To solve these issues, database implementors often respond to each request with a user-level coroutine, or even with an explicitly managed piece of state sent around through various callbacks.

Let's say we have a coroutine responding to a database request, and this coroutine wants to read from the database in a location that is currently stored on disk. If it accesses the big array, then it will cause a memory fault leading to a disk read. This will make the current task block until the disk read can be completed. But we don't want the whole task to block—we just want to switch to another coroutine when we have to wait, and we want to execute that coroutine from the same task.

The typical way around this problem is using asynchronous or non-blocking operations. For non-blocking I/O, there's epoll, which works for some kinds of files. For direct I/O on disk, Linux provides a different interface called asynchronous I/O, with system calls like io_submit. These two mechanisms can be hooked up with an eventfd, which is triggered whenever there are AIO results, using the undocumented system call io_set_eventfd. The basic idea is that you set up a bunch of requests in an object, and then you have a main loop, driven by epoll, where you repeatedly ask for the next available event. The coroutine scheduler resumes the coroutine that had the event complete on it, and executes that coroutine until it blocks again. Details about using this mechanism are a bit obtuse, but not very deep or complicated.

A proposed solution

What the mmap() interface is missing is a non-blocking way to access memory. Maybe this would take the form of a call based around mlock, like
    int mlock_eventfd(const void *addr, ssize_t len, int eventfd);

which would trigger the eventfd once the memory from addr going length len was locked in memory. The eventfd could be placed in an epoll loop and then the memory requested would be dereferenced for real once it was locked. A similar mechanism would be useful for fdatasync.
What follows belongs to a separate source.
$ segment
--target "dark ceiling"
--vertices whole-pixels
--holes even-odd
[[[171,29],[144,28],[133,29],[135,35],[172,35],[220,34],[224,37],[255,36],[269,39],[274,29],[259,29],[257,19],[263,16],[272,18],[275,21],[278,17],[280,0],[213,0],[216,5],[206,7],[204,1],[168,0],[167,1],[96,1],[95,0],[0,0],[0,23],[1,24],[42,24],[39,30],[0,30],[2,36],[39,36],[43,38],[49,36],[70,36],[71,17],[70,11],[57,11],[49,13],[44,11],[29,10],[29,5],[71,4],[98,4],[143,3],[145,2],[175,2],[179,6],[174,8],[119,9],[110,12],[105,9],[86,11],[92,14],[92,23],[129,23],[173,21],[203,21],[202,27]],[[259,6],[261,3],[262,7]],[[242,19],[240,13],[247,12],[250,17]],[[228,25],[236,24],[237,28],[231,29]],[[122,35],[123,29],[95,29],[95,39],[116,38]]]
We could implement mlock_eventfd in user-space using a thread pool, and the same goes for fdatasync. But this would probaly eliminate the performance advantages of using coroutines in the first place, since accessing the disk is pretty frequent in databases.

As databases and the devices that underlie them grow more complex, it becomes difficult to manage this complexity. The operating system provides a useful layer of indirection between the database and the drive, but old and messy interfaces make the use of the OS more difficult. Clean, high-level OS interfaces which let applications take full advantage of the hardware and kernel-internal mechanisms and statistics would be a great boon to further database development, allowing the explosion of new databases and solid-state drives to be fully exploited.